Penry smiled for the first time and Kensington wished that he hadn’t. It was an animal’s smile, the rogue kind who has left the pack and gone off on his own. “I owe Cubbin a few favors. I’ll just let him know that I’d like to pay them back.”

“What do you think his chances are?”

“Without our help?”

“That way first.”

“Six-to-four against.”

“And with?”

“Better than even for reelection, but it’ll be close.”

Old Man Kensington rose slowly and with effort, wheezing a little. “Well, I’ll take care of the money; you take care of the election.”

“All right.”

“About this fellow Hanks.”

“What about him?”

“What’s his problem?”

“I’m not sure I—”

The old man made an impatient gesture, flicking his left hand down and out. The fellow was simple, after all. “Cubbin’s a drunk. What’s wrong with Hanks?”

“I see. Well, not much really, although there is one thing.”

“What?”

“They say he’s just a bit crazy,” Penry said, smiling again, but the old man didn’t see it because he had already turned away, heading for the refrigerator.

5

A little over five blocks away that September afternoon in Washington, in another hotel, a cheaper one at the corner of Fourteenth and K, Samuel Morse Hanks was having a fit.

It was really more of a tantrum than a fit, but he was lying on the floor, face down, pounding his fists into the carpet and screaming something that sounded like “cawg.” He screamed it over and over while the spit trickled down his chin.

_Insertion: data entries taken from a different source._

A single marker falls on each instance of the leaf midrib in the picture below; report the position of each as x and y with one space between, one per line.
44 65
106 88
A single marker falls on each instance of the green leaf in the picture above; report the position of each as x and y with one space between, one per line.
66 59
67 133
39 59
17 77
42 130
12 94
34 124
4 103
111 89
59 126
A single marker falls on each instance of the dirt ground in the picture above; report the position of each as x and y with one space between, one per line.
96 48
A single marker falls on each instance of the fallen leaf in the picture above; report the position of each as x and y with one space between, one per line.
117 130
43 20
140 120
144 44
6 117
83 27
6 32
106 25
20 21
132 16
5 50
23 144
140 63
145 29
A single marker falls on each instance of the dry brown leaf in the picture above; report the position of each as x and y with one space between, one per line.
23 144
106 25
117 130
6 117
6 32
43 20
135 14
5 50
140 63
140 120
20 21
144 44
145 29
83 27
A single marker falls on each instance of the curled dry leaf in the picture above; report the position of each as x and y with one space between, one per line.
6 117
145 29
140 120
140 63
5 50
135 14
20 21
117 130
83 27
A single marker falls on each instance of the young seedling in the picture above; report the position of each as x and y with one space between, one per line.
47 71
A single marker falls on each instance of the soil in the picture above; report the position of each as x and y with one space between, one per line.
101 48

Four men sat around in chairs and watched him with expressions that registered a little interest, if not much concern.

The bed and bureau had been removed from the hotel room and now it contained a scarred wooden desk that looked rented and was, a couch, eight or nine folding gray metal chairs with padded seats, two telephones, one of them with an outside line, and a green metal filing cabinet whose drawers were doubly secured by a built-in combination lock and a metal bar that ran through their handles and that was fastened at the top with a padlock that looked tricky.

The room was one of twelve on the hotel’s third floor that had been rented as its campaign headquarters by the Rank and File Committee whose candidate for union president now lay on the floor, pounding the carpet with his fists, and screeching the word that sounded like “cawg” again and again.

Finally, one of the four men stubbed out his cigarette, rose, and walked over to where Sammy Hanks lay screaming. He nudged Hanks in the shoulder with the toe of his shoe. “All right, Sammy,” he said, “you’ve had your fun.”

The screams stopped. “For Christ’s sake, get up and go wash your face,” the man said. “You’ve slobbered all over it.”

Sammy Hanks pushed himself up to a kneeling position, hiccupped once, and then rose to his feet. Saliva glistened on his jutting chin that at one in the afternoon already looked as though it needed a shave. Hanks glared at the four men, three of them white and one black. “You know what you bastards are?” he said.

The black man, the one who had shown the least concern while Hanks lay screaming on the floor, smiled lazily and said, “What are we, Sammy?”

“You’re fuckin pathetic, that’s what,” he said, snarling the words so that their tone nicely matched his scowl. Before any of the men could reply, he turned quickly and darted into the bathroom, making sure to slam the door.

The four men looked at each other, exchanging glances of exasperated commiseration. The one who had nudged Hanks with a toe sat back down and lit another cigarette.

The four men were near enough in age and size and demeanor almost to have been cut from the same pattern. They were all in their late thirties or early forties, bigger than average, all of them over six feet, carrying a little too much fat, with shrewd eyes set in seamed faces that weren’t aging well, especially the black’s, whose face looked as if it had been hastily chiseled out of some dark, porous stone.